By default, seaborn includes 6 qualitative palettes, called: deep
, muted
, pastel
, bright
, dark
, and colorblind
. The default palette is deep
, and all of the palettes have 6 colors (notice that the last two colors in the palplot
objects below are repeats of the first two).
sns.palplot(sns.color_palette('deep', n_colors=8))
sns.palplot(sns.color_palette('colorblind', n_colors=8))
If you want to invest a bit more time in your qualitative color choices, seaborn allows you to pass through any colors (rgb, hex, etc) that you like. Even better, you can use named colors from the xkcd color survey - I suggest using this awesome interactive tool to pick out your favorite.
colors = ['cobalt', 'orangey yellow', 'steel grey', 'dark lilac', 'bluish green', 'tomato']

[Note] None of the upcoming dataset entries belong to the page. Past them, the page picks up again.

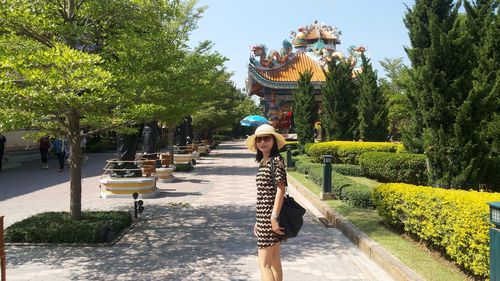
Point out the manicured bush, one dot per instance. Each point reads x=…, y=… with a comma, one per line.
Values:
x=394, y=167
x=293, y=144
x=59, y=227
x=183, y=167
x=456, y=221
x=358, y=195
x=348, y=170
x=347, y=152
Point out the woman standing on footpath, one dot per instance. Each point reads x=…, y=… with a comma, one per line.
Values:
x=266, y=142
x=43, y=146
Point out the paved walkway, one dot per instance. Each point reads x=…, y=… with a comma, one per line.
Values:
x=208, y=239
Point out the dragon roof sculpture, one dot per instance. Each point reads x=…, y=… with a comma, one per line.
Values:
x=311, y=48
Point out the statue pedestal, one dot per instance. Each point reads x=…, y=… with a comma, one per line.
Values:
x=165, y=174
x=125, y=187
x=203, y=149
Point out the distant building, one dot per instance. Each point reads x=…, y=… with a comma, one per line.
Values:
x=273, y=75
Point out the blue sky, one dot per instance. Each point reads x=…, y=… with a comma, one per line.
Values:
x=236, y=25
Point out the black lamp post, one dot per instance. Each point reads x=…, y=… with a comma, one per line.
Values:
x=138, y=205
x=327, y=178
x=289, y=161
x=495, y=241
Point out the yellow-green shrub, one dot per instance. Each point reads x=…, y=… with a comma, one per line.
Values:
x=454, y=220
x=347, y=152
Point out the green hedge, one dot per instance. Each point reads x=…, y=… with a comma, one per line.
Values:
x=348, y=170
x=492, y=178
x=59, y=227
x=347, y=152
x=345, y=189
x=394, y=167
x=183, y=167
x=456, y=221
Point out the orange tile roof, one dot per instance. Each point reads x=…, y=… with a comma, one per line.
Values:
x=291, y=70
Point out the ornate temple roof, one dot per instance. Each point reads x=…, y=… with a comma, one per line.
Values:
x=285, y=76
x=315, y=45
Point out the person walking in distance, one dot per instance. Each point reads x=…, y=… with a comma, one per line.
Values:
x=266, y=143
x=43, y=146
x=58, y=148
x=3, y=140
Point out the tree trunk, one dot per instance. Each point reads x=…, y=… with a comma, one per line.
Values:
x=171, y=141
x=75, y=166
x=70, y=11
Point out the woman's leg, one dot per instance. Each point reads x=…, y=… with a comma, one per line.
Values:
x=270, y=263
x=60, y=158
x=276, y=262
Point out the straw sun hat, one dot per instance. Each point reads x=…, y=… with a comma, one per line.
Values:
x=263, y=130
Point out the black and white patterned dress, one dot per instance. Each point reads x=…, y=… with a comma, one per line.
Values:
x=266, y=194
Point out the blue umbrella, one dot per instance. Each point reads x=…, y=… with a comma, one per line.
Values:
x=253, y=120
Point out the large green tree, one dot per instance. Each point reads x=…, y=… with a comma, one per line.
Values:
x=476, y=115
x=394, y=87
x=305, y=109
x=447, y=101
x=372, y=105
x=339, y=100
x=225, y=109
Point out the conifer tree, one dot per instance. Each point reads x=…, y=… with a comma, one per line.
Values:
x=476, y=115
x=305, y=109
x=372, y=105
x=339, y=95
x=453, y=112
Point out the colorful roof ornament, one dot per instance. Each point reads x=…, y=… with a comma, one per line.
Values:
x=315, y=45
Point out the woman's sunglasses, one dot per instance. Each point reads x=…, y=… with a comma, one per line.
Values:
x=264, y=138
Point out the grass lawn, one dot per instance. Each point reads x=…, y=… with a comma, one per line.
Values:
x=60, y=227
x=430, y=266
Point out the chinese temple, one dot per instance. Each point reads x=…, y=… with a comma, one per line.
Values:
x=273, y=75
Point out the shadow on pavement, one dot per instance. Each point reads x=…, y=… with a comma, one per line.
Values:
x=30, y=177
x=179, y=243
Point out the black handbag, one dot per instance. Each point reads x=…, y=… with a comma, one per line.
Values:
x=290, y=217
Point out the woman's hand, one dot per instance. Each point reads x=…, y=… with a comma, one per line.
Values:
x=276, y=227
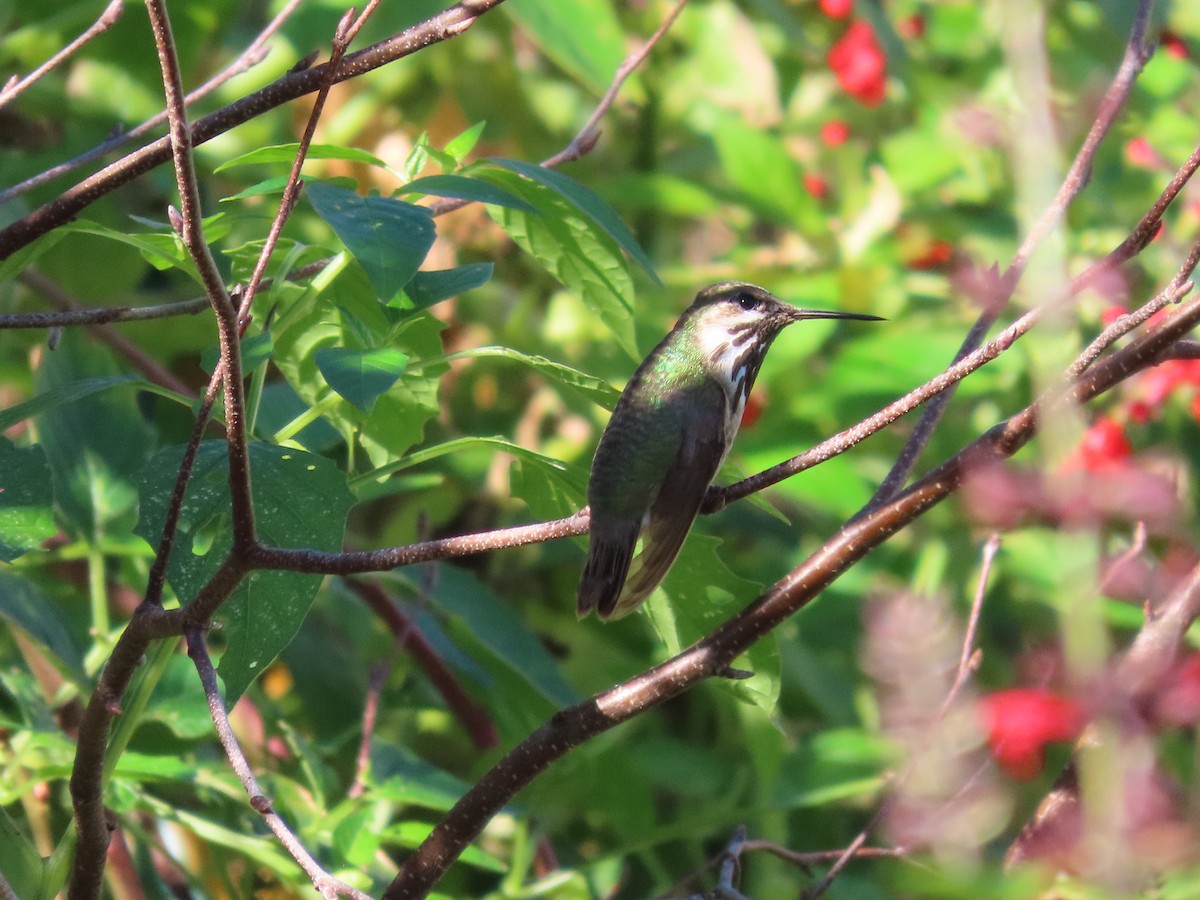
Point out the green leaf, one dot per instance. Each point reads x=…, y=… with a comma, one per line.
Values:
x=466, y=189
x=24, y=606
x=27, y=497
x=360, y=376
x=287, y=154
x=91, y=448
x=433, y=287
x=19, y=861
x=497, y=629
x=597, y=390
x=588, y=203
x=585, y=37
x=703, y=592
x=462, y=144
x=389, y=238
x=575, y=250
x=411, y=834
x=759, y=166
x=301, y=501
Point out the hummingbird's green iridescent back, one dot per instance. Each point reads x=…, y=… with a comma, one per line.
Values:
x=671, y=431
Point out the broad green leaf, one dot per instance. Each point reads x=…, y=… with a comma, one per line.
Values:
x=465, y=189
x=433, y=287
x=300, y=501
x=389, y=238
x=287, y=154
x=24, y=606
x=587, y=202
x=575, y=250
x=593, y=389
x=360, y=376
x=27, y=497
x=91, y=448
x=490, y=621
x=585, y=37
x=759, y=165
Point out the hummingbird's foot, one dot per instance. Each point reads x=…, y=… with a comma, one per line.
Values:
x=735, y=675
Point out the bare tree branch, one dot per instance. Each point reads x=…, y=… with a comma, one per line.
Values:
x=713, y=654
x=108, y=18
x=325, y=883
x=251, y=57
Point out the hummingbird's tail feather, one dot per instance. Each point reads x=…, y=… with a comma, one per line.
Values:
x=610, y=551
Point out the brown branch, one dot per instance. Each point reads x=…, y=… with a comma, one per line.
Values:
x=713, y=654
x=108, y=18
x=1137, y=54
x=138, y=358
x=325, y=883
x=474, y=718
x=251, y=57
x=447, y=24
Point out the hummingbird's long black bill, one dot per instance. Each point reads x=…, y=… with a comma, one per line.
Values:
x=798, y=315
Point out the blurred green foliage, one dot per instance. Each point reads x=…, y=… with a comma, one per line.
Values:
x=390, y=405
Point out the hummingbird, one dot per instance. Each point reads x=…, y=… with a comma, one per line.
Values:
x=669, y=435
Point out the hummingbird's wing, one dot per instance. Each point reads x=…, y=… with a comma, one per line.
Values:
x=701, y=450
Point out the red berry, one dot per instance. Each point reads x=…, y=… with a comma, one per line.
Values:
x=1173, y=45
x=834, y=133
x=1020, y=723
x=837, y=9
x=912, y=27
x=1139, y=153
x=1104, y=445
x=859, y=64
x=933, y=257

sns.palplot(sns.xkcd_palette(colors))
Sequential palettes encode some quantitative information from a dataset with upper and lower bounds. Importantly, the data should not have a natural mid-point (that's what you use a diverging palette for). Sequential palettes are ideal for kernel density and correlation plots. See the seaborn docs for more information and tools.
sns.palplot(sns.color_palette('Blues'))
# Cubehelix returns sequential palettes with linear change in color brightness
# and a range of hues
cmap = sns.cubehelix_palette(light=1, as_cmap=True)
sns.kdeplot(house['HDD65'], house['CDD65'], cmap=cmap, shade=True)
<matplotlib.axes._subplots.AxesSubplot at 0x12289d110>
Under no circumstance will seaborn let you use the Jet colormap. If you aren't familiar with the name, Jet is that rainbow colormap that you've seen in every MATLAB figure and National Weather Service maps. As explained below, you should never use it.
# Showing a jet colorbar - notice how some colors are more intense than others?
import matplotlib as mpl
fig = plt.figure(figsize=(8, 1))
ax1 = fig.add_axes([0.05, 0.80, 0.9, 0.15])
mpl.colorbar.ColorbarBase(ax1, cmap='jet', orientation='horizontal')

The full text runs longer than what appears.